Titanium knives – the cutting edge of the titanium technology

Titanium knives first appeared as alternative material for diving knives. Titanium corrosion resistance to saltwater was especially attractive for the field manufacturers that discovered a previous unknown and potentially invaluable possibility to fulfill divers’ increased demands for reliable tools.

Titanium toughness made also a perfect fit for the particular jobs that were taken underwater – cutting strong lines, breaking wood elements hardened by the prolonged saltwater exposure, going through coral pieces or sea-life shells. Among the largest first consumers were the Navy Seals. Besides the advantages that were appealing to all the scuba-divers hearts, military personnel also needed the non-magnetic properties of titanium that helped them a lot when dealing with the sea-mines they encountered. Titanium was also a well-known material for the military industry which definitely made things a lot easier with the purchasing department of the department of defense.

Titanium knives used for diving are amongst the few consumer products that are made entirely out of titanium or titanium alloys. Beta alloys are preferred due to the superior toughness they posses, compared to the other titanium alloys. It is not uncommon for the manufacturers to use special treatments in order to enhance titanium “natural” properties. There really isn’t much room for anything else because of the unforgiving environment where they are primarily used. Any compromise made is likely to manifest itself rather sooner than later.

Titanium knives blades extend well beyond the visible part, inside the handle. The handle, if not made entirely out of titanium itself, is carved out of composite materials strong and corrosion resistant enough to withstand the ocean’s power, supported by titanium bolts and fasteners.

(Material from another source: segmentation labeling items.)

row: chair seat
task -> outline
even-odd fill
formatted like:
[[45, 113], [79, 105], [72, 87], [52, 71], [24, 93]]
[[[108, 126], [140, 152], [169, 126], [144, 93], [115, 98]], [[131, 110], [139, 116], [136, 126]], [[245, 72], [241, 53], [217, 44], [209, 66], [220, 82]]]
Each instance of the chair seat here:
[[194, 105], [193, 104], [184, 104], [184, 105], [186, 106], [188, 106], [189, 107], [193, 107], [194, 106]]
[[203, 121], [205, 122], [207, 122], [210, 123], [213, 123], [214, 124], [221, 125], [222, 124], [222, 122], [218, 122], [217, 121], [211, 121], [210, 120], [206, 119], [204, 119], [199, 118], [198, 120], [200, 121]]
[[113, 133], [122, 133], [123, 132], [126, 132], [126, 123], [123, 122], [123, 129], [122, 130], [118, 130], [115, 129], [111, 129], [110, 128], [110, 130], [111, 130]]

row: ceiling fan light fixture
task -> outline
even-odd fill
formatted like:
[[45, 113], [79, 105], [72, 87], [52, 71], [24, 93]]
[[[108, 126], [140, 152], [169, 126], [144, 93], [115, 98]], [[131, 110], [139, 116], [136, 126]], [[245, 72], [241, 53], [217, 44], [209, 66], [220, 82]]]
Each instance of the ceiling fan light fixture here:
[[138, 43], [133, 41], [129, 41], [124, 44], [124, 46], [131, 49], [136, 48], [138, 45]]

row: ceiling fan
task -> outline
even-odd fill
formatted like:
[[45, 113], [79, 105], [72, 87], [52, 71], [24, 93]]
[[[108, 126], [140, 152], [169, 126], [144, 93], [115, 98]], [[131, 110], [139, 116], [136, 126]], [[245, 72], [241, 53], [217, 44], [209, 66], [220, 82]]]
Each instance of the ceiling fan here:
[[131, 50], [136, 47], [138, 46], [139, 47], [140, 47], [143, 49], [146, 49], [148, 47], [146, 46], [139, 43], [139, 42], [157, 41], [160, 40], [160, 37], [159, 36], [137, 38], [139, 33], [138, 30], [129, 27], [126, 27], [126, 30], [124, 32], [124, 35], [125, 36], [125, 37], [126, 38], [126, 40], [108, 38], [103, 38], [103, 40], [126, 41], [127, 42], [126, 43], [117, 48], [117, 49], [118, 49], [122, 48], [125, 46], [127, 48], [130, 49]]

Due to the initial and lasting market success of diving titanium knives, other type of knives were produced and marketed, but usually is just a common situation were titanium is used mostly for its PR value, rather than its intrinsic qualities. There are certain advantages for a titanium knife used mostly for cooking, such as longer lifetime of the cutting edge and the practical lack for maintenance that other materials require to preserve their initial state for a long time. However, generally these don’t justify the higher price tag that is attached to all of the titanium products.

Titanium knives may still provide a good solution for those situations where its advantages are put to good use. We’re talking about the instances when knives are not going to get proper care and cleaning - camping, hunting, and fishing. Contrary to what many people think, even high quality high-carbon, stainless steel is susceptible to rust if it’s not properly and regularly cleaned. Titanium blade, even if you just wipe it off on your fishing vest or just swish it in a stream and toss it into your pack, will never rust and always be pristinely clean. An accidental drop on a hard, ceramic floor guarantees a good chance for a blade of snapping in half or having the cutting edge shatter.

These will never happen to a titanium blade. A more economical solution is to use titanium coating on a cheaper knife core that offers all the benefits of titanium, but dramatically lowers the price, down to tens of dollars instead of hundreds.